All that being said, I already said "Amen" when you wanted me to, admitting to ugly corruption and incompetence among the rank and file in various public institutions (not just the public schools, not by a long shot).[*] There're bad apples in the military too, or simply lots of folks promoted to a higher rank than their true level of competence. Absolutely there're management challenges. Like you said, the task is huge, the army vast.
Of course there're breakdowns, and public vigilance should be welcomed. Parents with pitchforks have a vital role to play in our democracy. I'm *glad* MC/HOLD is on stage -- as one player among many though, as we've got our own brand of agit prop going with the parents, are not taking our marching orders from Bishop or Becker (both peddlers of tree killer big dummy textbooks of an antediluvian flavor).
One partial solution to the mess is to charter a lot of new public schools that offer a trully different approach to some of the perennial problems -- or in some cases simply reimplement old approaches with proven track records (for some, maybe a same-sex school is what's needed).
Charters are social contracts of a kind, and there's room for creativity in their open source coding. This is where state legislatures *do* have a role, even if the curriculum content itself is best prepared within our institutions of higher learning (which may include small engineering and architectural firms, think tanks, nonprofits, teaching hospitals -- not just in sprawling universities like USC or SUNY, Oregon's systems).

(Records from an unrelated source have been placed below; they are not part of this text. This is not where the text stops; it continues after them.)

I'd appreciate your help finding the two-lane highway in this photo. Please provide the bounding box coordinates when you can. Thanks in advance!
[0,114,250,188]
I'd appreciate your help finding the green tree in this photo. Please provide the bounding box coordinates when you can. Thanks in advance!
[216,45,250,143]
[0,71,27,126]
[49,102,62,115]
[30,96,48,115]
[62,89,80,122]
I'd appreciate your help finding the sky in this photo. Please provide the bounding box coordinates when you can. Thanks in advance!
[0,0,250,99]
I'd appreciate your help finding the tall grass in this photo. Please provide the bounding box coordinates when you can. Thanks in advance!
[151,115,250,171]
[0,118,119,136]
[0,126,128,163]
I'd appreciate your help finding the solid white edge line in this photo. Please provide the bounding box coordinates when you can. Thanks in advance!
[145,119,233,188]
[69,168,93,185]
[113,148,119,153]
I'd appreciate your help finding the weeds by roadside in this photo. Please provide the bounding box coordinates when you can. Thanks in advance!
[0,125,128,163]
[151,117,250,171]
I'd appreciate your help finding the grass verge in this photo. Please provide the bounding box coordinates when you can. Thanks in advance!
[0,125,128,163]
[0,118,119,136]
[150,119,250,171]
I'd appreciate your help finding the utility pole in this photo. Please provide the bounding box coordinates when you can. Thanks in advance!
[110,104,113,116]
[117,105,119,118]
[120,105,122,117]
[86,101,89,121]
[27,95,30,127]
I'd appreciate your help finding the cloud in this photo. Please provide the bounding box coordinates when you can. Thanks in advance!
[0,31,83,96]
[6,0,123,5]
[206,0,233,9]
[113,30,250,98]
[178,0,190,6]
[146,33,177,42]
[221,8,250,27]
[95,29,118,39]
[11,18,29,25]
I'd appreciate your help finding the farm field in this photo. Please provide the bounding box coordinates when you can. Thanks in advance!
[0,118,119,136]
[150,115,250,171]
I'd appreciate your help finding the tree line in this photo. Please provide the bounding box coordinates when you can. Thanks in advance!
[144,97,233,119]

Legislators write templates, blueprints, like class definitions in the OO paradigm. Individual schools are the instances of those templates (this is where that early math education with Python starts to pay off, now that you're a responsible law maker).

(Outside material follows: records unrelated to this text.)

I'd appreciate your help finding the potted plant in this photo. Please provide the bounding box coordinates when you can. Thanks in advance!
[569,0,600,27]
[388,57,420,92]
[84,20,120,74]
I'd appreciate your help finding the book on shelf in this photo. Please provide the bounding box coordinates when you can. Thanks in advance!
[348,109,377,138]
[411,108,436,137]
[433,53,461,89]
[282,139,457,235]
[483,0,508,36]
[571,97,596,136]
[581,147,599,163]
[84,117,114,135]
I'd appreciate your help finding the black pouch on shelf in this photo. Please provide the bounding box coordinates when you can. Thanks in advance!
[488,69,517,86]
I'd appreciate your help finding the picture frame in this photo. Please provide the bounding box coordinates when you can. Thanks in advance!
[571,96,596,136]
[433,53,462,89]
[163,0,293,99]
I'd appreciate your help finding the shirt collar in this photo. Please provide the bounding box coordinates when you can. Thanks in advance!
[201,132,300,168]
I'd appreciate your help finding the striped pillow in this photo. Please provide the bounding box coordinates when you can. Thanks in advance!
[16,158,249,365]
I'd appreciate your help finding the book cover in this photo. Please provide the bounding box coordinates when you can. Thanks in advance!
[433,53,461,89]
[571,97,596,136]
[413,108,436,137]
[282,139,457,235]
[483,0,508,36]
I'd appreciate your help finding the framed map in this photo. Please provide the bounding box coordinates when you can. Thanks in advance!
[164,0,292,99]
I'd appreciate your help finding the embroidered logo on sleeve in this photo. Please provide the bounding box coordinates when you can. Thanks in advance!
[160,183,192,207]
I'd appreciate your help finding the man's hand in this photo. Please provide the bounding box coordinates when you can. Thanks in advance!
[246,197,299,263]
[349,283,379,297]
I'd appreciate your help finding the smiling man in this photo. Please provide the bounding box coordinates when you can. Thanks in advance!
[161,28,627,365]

Maybe some charters'll adopt Katrina Math for example, which includes free adult education for the parents, with lots of emphasis on practical entrepreneurship.
Katrina Math is a subtype of Gnu Math if you've been reading my take on it. Lots of free and open source computer labs sprouting up around New Orleans, connected to the real world by a shared challenge: how to get the USA up to speed, when it comes to responding to future natural disasters on a trully competent scale. Sounds like a worthy goal for any public system to work towards.
We're glad to be of service, even if the Silicon Forest is geographically far away.